Yes, no way do I want to send DS (and DD, when she appears) into the world as useless as DH was. He wouldn't cook for me when we were first going out "because I would make you sick". A sweet thought, but fucking annoying. I was annoyed with myself, too; why did I have to fall for an incompetent?!

worldgonecrazy Fri 02-Sep-11 10:19:31

I'm about to start teaching my 20 month old how to wash up and we are going to be introducing baking very soon. Her nursery class teach pizza and soup making from the age of 3, including chopping vegetables. All the children in the upper school have 10 fingers so I think it works out okay.

niceguy2 Fri 02-Sep-11 10:54:26

Well our 4 year old was peeling spuds the other day. Took him about 10 mins per spud. To be fair he started quicker but soon learned that the peeler hurts when he shaves his finger!

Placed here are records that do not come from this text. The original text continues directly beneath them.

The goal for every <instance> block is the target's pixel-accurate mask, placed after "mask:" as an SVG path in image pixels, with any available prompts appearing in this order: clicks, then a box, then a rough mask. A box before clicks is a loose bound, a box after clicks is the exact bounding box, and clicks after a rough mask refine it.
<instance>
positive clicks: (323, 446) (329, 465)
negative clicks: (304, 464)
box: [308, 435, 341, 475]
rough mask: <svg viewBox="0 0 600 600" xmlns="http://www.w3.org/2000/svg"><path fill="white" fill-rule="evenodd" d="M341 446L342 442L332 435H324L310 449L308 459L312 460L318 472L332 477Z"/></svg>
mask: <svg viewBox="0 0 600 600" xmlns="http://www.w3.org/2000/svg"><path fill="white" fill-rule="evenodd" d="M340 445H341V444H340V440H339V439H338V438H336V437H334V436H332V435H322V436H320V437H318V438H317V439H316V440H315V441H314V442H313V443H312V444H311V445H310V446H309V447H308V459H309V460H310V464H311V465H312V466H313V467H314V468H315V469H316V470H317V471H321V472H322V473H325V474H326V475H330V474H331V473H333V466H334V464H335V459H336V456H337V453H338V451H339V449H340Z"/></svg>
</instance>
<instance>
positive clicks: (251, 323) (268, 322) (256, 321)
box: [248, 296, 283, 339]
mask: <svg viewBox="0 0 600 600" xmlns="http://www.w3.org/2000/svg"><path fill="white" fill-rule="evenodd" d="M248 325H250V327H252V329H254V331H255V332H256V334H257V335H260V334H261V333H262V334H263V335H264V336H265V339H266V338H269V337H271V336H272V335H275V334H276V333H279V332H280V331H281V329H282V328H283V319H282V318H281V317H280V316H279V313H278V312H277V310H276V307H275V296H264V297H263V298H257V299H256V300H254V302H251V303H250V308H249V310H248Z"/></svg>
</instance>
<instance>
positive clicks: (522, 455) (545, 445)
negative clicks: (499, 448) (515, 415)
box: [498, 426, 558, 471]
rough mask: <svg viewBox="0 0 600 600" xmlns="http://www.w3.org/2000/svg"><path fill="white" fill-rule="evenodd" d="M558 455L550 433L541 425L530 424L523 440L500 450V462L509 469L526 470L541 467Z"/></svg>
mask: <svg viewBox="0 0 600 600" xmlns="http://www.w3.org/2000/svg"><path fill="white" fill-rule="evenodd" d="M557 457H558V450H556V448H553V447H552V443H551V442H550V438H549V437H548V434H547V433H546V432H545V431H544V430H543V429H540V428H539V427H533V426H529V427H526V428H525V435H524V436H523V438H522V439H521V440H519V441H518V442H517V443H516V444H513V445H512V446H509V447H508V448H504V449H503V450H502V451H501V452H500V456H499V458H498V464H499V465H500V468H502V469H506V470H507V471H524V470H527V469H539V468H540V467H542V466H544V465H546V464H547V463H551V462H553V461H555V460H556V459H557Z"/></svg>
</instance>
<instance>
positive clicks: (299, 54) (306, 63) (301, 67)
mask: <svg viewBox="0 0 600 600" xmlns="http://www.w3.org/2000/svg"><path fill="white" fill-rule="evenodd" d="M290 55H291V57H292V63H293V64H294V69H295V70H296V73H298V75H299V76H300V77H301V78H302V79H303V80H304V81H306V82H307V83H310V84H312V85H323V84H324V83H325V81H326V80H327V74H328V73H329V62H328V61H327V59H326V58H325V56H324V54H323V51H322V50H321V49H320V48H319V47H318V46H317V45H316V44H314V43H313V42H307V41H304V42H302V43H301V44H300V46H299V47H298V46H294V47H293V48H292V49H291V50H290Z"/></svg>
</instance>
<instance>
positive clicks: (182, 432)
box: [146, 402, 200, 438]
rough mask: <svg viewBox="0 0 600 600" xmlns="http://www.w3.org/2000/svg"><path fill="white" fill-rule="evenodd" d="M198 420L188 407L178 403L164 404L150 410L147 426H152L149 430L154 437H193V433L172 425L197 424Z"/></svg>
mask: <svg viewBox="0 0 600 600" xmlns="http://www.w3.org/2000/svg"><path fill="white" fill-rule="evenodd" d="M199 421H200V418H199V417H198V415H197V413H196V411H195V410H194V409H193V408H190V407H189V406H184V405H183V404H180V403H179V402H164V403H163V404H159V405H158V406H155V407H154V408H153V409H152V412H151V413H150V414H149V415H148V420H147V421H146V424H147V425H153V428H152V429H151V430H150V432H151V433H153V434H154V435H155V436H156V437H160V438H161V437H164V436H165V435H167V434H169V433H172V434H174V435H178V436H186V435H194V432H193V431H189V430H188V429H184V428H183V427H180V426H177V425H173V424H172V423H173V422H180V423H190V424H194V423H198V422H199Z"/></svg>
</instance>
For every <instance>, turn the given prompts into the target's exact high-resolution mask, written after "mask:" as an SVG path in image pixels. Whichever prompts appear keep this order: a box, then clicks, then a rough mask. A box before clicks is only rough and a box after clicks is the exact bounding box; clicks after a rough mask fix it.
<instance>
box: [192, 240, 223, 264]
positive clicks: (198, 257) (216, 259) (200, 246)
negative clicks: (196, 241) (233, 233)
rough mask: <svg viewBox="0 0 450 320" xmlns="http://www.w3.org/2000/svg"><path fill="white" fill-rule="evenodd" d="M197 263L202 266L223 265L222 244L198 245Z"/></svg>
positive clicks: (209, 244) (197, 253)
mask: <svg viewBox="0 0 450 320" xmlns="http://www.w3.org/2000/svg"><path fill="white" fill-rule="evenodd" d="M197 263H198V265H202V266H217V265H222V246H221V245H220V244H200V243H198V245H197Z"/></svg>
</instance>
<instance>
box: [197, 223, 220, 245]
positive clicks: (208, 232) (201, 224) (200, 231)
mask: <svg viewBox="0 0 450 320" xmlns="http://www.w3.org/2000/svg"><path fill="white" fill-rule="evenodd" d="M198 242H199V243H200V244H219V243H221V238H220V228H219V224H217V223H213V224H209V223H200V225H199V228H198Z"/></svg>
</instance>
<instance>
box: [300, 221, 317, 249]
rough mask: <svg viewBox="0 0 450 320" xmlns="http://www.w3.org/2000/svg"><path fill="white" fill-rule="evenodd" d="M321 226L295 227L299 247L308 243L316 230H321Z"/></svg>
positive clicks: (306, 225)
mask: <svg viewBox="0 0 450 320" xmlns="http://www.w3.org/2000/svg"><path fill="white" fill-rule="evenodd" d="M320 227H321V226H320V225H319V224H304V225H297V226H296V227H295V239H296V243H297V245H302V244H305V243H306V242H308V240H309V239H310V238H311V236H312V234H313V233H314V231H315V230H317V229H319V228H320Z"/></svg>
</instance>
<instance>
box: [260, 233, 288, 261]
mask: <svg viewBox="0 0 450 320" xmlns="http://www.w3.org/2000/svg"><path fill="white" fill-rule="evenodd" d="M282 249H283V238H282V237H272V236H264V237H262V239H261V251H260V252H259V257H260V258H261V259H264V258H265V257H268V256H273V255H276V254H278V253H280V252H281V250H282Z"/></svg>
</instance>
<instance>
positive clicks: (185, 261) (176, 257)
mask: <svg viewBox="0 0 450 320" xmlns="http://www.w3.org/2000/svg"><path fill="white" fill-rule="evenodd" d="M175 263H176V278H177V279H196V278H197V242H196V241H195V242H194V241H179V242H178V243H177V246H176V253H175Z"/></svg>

worraliberty Fri 02-Sep-11 10:59:50

My 12yr old DS is an excellent cook

But he can't peel bloody takes him ages and I have to leave the kitchen cos his cack-handedness annoys me blush

Oblomov Fri 02-Sep-11 12:54:18

Yeah but peeling spuds is REALLY hard. And peelers are evil. Having taken quite a bit of skin off my own hands myself, as we all have, I'm sure.
Making fairy cakes, or rice crispie cakes with any 2/3/4 yr old is fine. But spud peeling is serious. dangerous.

LineRunner Fri 02-Sep-11 12:58:39

My 15 year old DD is just mastering opening a bag of crisps.